Jennifer Douzenel : Ces deux mots assemblés ont un sens évident pour les marins. Je l’ai quant à moi presque déjà oublié. Mais il y avait quelque chose qui était lié au déplacement et à la forme. Précisément ce que nous faisons, nous, les artistes, tenter de déplacer le monde avec nos petites formes. Et puis tu as trouvé cette chanson... tu te souviens des paroles ?
MW : Oui, l’expression vient, je crois, d’un dicton de marin qui dit « et brassons bien partout carré, nous sommes plein vent arrière » ; un navire brassé-carré est donc un navire qui avance au vent arrière, avec les vergues perpendiculaires à l’axe du bateau, allure calme et portante, synonyme de voyage agréable. Et en effet, par la suite, j’étais tombée sur une chanson du groupe Tonnerre de Brest qui portait ce titre « quand tu croises l’Ile de Groix, le vent debout, qui laisse les hommes à genoux, tu frôles les cailloux de Ouessant.. » quelque chose comme ça. Un voyage moins tranquille finalement...
JD : Les hommes à genoux. Merveilleux. En dehors de l’anecdote de cette chanson, est-ce que la musique et le son sont déterminants pour toi dans la fabrication ? Dis-moi comment cela marche sur toi ?
MW : Je ne peins maintenant plus en musique car cela me déconcentre. En revanche, ce titre me parle beaucoup, il y est question de vent et, depuis plusieurs années, j’écoute des enregistrements de bruits de vent pour faire certains passages de peinture. C’est d’ailleurs amusant d’avoir chacune choisi sans se concerter un motif rouge venté pour l’expo : toi un drapeau rouge dans le ciel bleu, moi un coquelicot rouge dans le ciel bleu... Ce hasard m’a fait penser aux grandes toiles bleues de Miro qui ont pour seuls éléments un gros point rouge et quelques points noirs...
JD : Chez lui, fond et forme se confondent... Il y a de cela aussi chez nous tu crois ?
MW : Oui je pense que, comme toi, j’aime l’entremêlement des choses, la sensation de la montee des formes, par un decadrage, un debordement d’un espace sur un autre... En pensant au brouillage de pistes, je me souviens qu’au debut du projet tu avais evoque le terme d’azimut, car tu aimais la sonorité et la notion d’erreur volontaire. Comment l’abordes-tu dans ton travail ?
JD : Le terme d’erreur a une connotation negative à laquelle je préfère celui de rupture. Il y a des ruptures dans le réel qui m’interpellent. Toutes ne méritent pas d’être enregistrées mais elles ont au moins le mérite de fonctionner comme révélateur. C’est le cas aussi de tes peintures. Il y a - j’ai envie de dire toujours - rupture. Tu les provoques dans la composition ou elles émergent en peignant ?

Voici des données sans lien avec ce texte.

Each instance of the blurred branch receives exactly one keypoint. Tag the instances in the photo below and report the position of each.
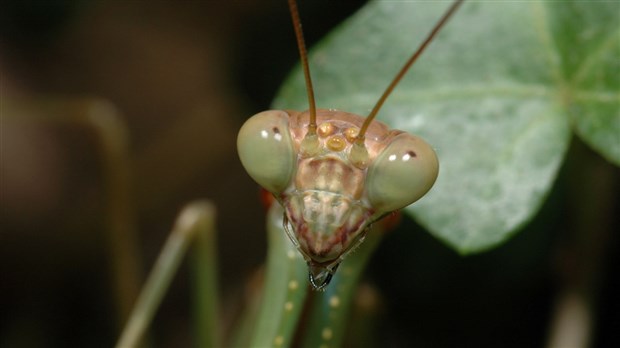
(592, 185)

MW : Elles émergent surtout en peignant. Je donne une place importante au hasard et j’essaie d’y être très attentive pendant la peinture. J’aime la sensation de peindre comme la nature pousse, caresse, vente les choses qui l’entoure. Souvent dans l’excès quand il y a du vent justement... Cela déforme ainsi le paysage.
JD : Oui, cela touche au corps... Alors toi aussi tu es sensible à la notion de sérendipité ? Je le conjugue. Je sérendipe. Voilà ce qui m’apparaît comme le cœur du travail.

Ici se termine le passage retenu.